Common app draft - Gilda`s Club Louisville

Unconquered
By Burke Tinsley
Failure of my own body was probably the biggest “failure” I’ve had in my life. My DNA in
one of my epithelial cells replicated to grow a brain tumor. Just one microscopic mistake
changed everything. My body completely failed during that experience. My body failed even
after the surgery— pneumonia, meningitis, seizures, and then because of brain injury, my body
failed me even further. I couldn’t move, talk, eat, walk, or run. Nothing was the same any more.
Even after I got “better”, I couldn’t do anything like I used to. Nothing was the same. It took me
one hour to eat an Oreo, and that was after seven months of not eating anything, having “food”
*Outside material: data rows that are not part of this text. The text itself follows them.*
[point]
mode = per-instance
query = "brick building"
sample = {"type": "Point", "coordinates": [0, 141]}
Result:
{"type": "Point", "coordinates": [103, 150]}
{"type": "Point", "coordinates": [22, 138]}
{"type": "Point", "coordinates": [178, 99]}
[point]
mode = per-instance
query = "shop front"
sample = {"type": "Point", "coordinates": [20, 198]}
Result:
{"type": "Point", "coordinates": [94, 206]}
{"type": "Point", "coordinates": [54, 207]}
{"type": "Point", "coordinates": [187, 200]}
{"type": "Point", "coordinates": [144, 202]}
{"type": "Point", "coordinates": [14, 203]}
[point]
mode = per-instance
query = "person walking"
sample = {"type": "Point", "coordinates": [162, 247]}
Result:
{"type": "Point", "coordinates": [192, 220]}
poured into me through a tube.
Before this happened, I had never failed. Sure, maybe I didn’t do well on a particular
test, but no real failure. I was an A student with a B in Greek that really bothered me and was
trying to bring up. I loved to draw, and I was thought of as an artist. I joked a lot, loved science
and history, and did improv and biology camps. And I loved running cross-country. It felt like I
could fly. Now, nothing worked.
I can remember being in the hospital room, unable to move or speak. I wondered if it
would always be like this. I drifted in and out of awareness. Sometimes, I went into “my world”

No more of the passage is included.